The Fall lifts the curtain on youth issues

The Fall lifts the curtain on youth issues vuyelwan
Written by More Matshediso
Sport, Arts & Culture
An award-winning  play is the perfect vehicle to get Youth Month dialogue started.

Social categorisations such as race, class and gender, as well as the ideologies of patriarchy and sexism, are currently being tackled head-on in a play titled The Fall.

It reflects on the University of Cape Town’s (UCT) #RhodesMustFall movement and is on at the South African State Theatre until 24 June. The play  is the headline production of the theatre’s 10th Annual Youth Expression Festival which commemorates Youth Month.

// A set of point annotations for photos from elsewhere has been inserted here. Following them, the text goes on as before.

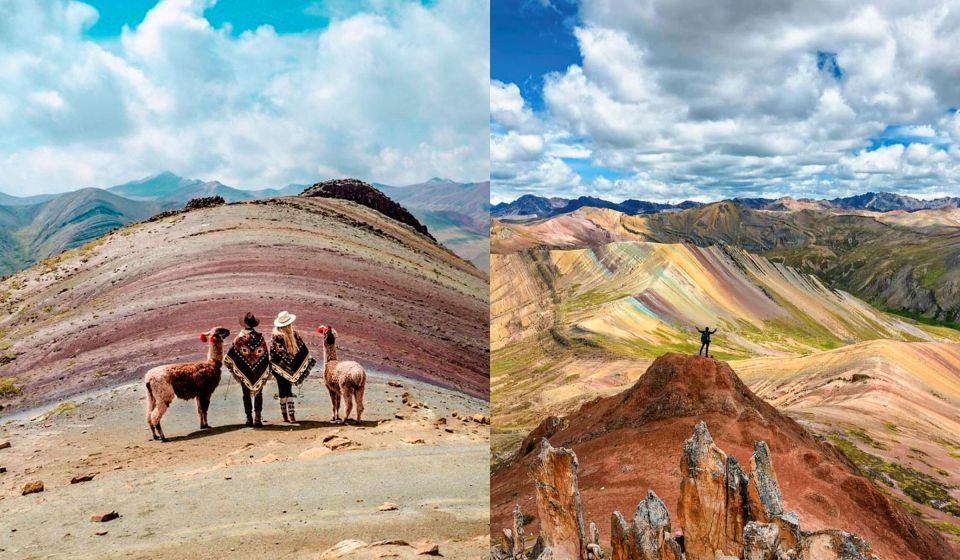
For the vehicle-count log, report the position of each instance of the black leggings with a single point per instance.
(283, 386)
(257, 401)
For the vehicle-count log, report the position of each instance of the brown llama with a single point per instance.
(344, 380)
(194, 380)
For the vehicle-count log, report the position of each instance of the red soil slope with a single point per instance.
(631, 442)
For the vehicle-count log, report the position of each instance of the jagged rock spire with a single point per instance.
(558, 501)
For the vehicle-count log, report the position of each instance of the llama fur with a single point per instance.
(194, 380)
(345, 380)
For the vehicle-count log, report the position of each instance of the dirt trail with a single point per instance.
(237, 492)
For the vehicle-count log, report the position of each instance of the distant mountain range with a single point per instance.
(529, 207)
(36, 227)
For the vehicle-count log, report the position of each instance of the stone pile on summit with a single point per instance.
(366, 194)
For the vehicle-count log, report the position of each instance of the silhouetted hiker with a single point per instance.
(249, 362)
(705, 341)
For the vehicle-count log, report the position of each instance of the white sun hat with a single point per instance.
(284, 318)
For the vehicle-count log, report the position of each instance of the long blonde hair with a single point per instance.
(290, 341)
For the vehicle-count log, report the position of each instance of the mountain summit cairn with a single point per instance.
(718, 484)
(725, 514)
(367, 195)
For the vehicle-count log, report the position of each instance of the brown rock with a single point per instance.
(834, 545)
(335, 442)
(651, 530)
(702, 508)
(761, 541)
(766, 501)
(32, 487)
(623, 544)
(736, 505)
(790, 534)
(104, 517)
(558, 501)
(427, 548)
(389, 542)
(518, 546)
(342, 549)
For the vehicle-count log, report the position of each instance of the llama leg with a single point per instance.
(205, 405)
(203, 421)
(151, 403)
(158, 411)
(334, 405)
(348, 402)
(358, 396)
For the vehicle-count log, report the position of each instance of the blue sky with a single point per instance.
(676, 99)
(251, 93)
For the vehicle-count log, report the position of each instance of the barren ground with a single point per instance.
(238, 492)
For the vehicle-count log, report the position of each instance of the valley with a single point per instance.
(80, 329)
(39, 227)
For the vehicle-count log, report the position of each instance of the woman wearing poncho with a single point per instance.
(290, 361)
(249, 362)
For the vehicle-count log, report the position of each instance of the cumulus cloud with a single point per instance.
(685, 99)
(396, 95)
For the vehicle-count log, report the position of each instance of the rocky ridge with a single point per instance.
(366, 194)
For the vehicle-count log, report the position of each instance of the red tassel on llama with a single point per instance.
(194, 380)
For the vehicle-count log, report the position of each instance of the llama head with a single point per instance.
(216, 334)
(328, 334)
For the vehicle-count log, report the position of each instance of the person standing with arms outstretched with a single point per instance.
(705, 341)
(290, 361)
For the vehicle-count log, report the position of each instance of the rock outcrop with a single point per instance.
(366, 194)
(724, 514)
(558, 501)
(634, 440)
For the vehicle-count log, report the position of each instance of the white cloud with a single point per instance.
(395, 96)
(686, 99)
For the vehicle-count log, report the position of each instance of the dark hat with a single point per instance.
(250, 320)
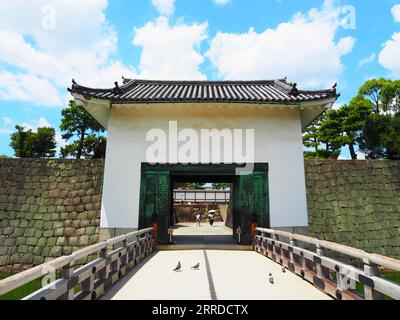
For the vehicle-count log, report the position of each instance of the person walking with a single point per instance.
(211, 217)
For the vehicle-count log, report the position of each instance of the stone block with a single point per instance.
(55, 251)
(73, 241)
(51, 241)
(84, 240)
(31, 241)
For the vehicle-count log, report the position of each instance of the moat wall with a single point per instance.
(355, 203)
(50, 208)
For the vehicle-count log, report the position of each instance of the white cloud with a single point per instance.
(337, 105)
(396, 12)
(390, 53)
(389, 56)
(222, 2)
(26, 87)
(360, 155)
(61, 143)
(304, 49)
(170, 51)
(366, 60)
(44, 123)
(50, 42)
(7, 121)
(165, 7)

The #RhodesMustFall protest began on 9 March 2015. Within a month, following a UCT Council vote, a statue commemorating Cecil Rhodes, situated at the foot of the university’s famous Jameson Steps, was removed. The Fall reflects on the University of Cape Town’s #RhodesMustFall movement and is on at the South African State Theatre until 24 June.

The campaign for the statue's removal led to a wider movement to decolonise education across South Africa which garnered global attention.

Ameera Conrad, one of the writers and a director of The Fall, said the play seeks to unpack discrimination in all its forms.

“It provides a point of reference in terms of what motivated students to act and why they found the Rhodes statue offensive. The play hopes to bridge the generational gap between the current generation’s outlook, attitudes and motivations and the older generations’ perspective on topical issues such colonisation, sexuality and racial discrimination,” Conrad said.

The play also looks back on what gains were made and what developments arose from the students’ demonstrations.

It is the brainchild of seven UCT drama graduates who share their personal experiences during the #RhodesMustFall, #FeesMustFall and subsequent student movements that swept through South Africa in 2015 and 2016.

The play has been performed to sold-out success at the Baxter Theatre Centre (two seasons) and recently at the Edinburgh Assembly Fringe Festival in Scotland.

It received the 2017 Fleur du Cap Special Encore Award and most recently the prestigious Scotsman Fringe First and the Stage Acting Award at the Fringe Festival. Along the way, it amassed five-star reviews.

 “The play does not offer solutions to the questions raised by the movements which inspired it but hopes to create and nurture dialogue on intersectional and institutionalised discrimination against the marginalised,” Conrad said.

The Fall is a frank collaborative piece of workshop theatre devised by the cast, facilitated by Clare Stopford, and curated by Conrad and Thando Mangcu, two members of the ensemble. The dynamic cast comprises Conrad, Oarabile Ditsele, Tankiso Mamabolo, Sizwesandile Mnisi, Sihle Mnqwazana, Cleo Raatus and Zandile Madliwa.

The play will not be staged elsewhere in Gauteng. It is 80-minutes long with no intervals and a 16 or older age restriction applies.

Tickets can be bought at Computicket for R110, and R100 for students.